4. Longer color palettes
Your brand doesn’t need to be so restrictive concerning color palettes anymore. Two to three colours will prove to be too repetitive for the current taste. Dropbox, as you can see, for instance, has been doing it for a while, and Figma took follow too.
Of course there is a system and style guide to it, the colours are not picked at random, it’s just that now, what used to be a 4 or 5 colours palette, will give place to much more diverse color palettes that make sense and represent your brand in an established and harmonious way fashion. Depending on the subject or environment a specific screen is trying to convey, different colours taken from that big palette will be used.
5. Oversized fonts
Make it efficient – bold and huge text will go a long way when creating a first impact of a product, depending on how relevant the sentence is. And it doesn’t need to look aggressive or used solely for landing pages, one can go the extra mile and use it for menus too, if that’s a viable choice.
As you can see from the following examples, adopting huge font sizes gave them the graphical impact of urgent-looking posters.
Once again though, the pitfall is having text that is so large that obfuscates any other elements that guide the user deeper into the experience, and we don’t want that.
6. “Broken grid”, asymmetrical layouts
Remember how brutalism was becoming a viable style even for more commercial and established brands? This style has come to stay, at least for a while. Grids are flexible and don’t need to be super rigid as the user has become more and more proficient with the ins and outs of digital products. The truth is that pages become a bit less predictable and more interesting to read, as the following concepts exemplify.
The key is taking from the more “extreme” examples and adapting it to the products needs, when possible, unless the product is establishing itself as cutting edge – in which case, experiment and test – we don’t want anyone getting (too) lost.
7. Neuomorphism design
Material Design came along and brutalism was its counter-reaction. But those principles of material design were meanwhile also taken to the next level through pushing graphical objects to a whole other ambition of realism.
A button looks like a real-life button and minimalism helps to an aesthetic that is actually new and usable.
It’s not an easy style and does benefit from some spatial notions, but it doesn’t actually require the designer knowing 3D modelling.
The following artists decided to explore the come-back of skeuomorphism whilst fitting the current colours and ambience that are expected from certain types of products. The results were incredible.

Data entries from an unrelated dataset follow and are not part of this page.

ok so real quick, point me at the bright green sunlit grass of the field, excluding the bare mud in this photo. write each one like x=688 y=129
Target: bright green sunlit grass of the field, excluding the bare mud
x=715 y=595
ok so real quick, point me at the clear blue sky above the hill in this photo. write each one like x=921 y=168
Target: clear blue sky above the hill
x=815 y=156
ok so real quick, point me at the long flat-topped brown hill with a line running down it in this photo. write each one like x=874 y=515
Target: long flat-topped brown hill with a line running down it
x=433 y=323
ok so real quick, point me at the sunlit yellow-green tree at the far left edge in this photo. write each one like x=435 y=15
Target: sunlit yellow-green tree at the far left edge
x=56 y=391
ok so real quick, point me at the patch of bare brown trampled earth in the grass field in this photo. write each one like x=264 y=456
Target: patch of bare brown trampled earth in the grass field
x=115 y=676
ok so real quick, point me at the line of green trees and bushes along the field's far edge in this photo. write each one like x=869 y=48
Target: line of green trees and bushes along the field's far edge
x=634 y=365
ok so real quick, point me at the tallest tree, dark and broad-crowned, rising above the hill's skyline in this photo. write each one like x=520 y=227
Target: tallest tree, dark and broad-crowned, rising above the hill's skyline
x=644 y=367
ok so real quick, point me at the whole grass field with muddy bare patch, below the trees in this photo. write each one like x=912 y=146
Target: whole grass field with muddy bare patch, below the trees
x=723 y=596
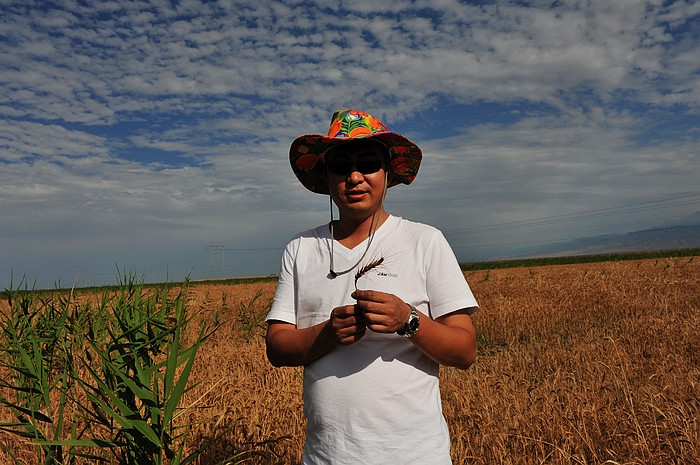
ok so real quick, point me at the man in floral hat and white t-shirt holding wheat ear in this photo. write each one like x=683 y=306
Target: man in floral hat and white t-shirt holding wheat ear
x=370 y=304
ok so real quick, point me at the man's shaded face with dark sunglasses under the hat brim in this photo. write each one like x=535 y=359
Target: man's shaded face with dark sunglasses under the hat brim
x=356 y=177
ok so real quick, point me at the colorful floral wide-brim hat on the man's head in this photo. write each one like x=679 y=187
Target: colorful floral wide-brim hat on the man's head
x=306 y=153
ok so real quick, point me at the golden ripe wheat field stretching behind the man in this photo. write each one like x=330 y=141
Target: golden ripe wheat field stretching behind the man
x=577 y=364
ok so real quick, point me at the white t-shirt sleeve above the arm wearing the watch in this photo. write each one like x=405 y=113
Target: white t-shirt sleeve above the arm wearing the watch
x=447 y=288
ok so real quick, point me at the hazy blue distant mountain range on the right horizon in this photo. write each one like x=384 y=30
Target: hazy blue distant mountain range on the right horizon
x=681 y=234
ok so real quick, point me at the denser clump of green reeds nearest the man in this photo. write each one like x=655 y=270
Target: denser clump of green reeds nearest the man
x=141 y=376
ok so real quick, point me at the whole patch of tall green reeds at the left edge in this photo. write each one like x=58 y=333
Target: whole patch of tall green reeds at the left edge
x=100 y=383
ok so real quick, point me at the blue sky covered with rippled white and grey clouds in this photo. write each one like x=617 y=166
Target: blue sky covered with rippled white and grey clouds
x=153 y=136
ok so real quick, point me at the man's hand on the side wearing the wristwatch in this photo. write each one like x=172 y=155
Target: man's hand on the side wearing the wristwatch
x=384 y=313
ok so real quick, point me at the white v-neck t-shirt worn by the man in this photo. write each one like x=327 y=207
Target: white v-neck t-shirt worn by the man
x=376 y=401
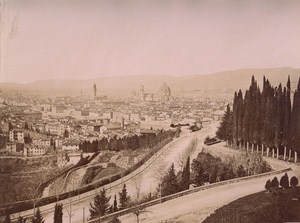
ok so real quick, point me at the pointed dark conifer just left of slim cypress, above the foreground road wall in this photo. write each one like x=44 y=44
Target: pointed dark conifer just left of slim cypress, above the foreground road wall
x=169 y=182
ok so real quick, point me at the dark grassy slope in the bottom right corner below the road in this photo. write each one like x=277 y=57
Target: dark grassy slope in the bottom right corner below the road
x=260 y=207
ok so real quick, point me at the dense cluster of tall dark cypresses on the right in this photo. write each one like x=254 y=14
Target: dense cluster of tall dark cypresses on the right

Let’s address something though: this is not a quick style to make, highlights and shadows have to be on-point so that the elements actually look like how they’d be in real life. And it’s hardly one of those situations where one design element fits all, but surely designers will come up with quicker ways to achieve these effects.
To wrap things up
At ImaginaryCloud, we feel like there’s plenty of new stuff to be excited about in this coming year. Designers and product owners alike can start looking at their work with a new spirit of trying something new that stands out in the market, as new trends should always be a motivation to go further in what comes to stylistic choices. Who knows, maybe our explorations will build upon what’s being done and set the new trends for 2021. One can dream.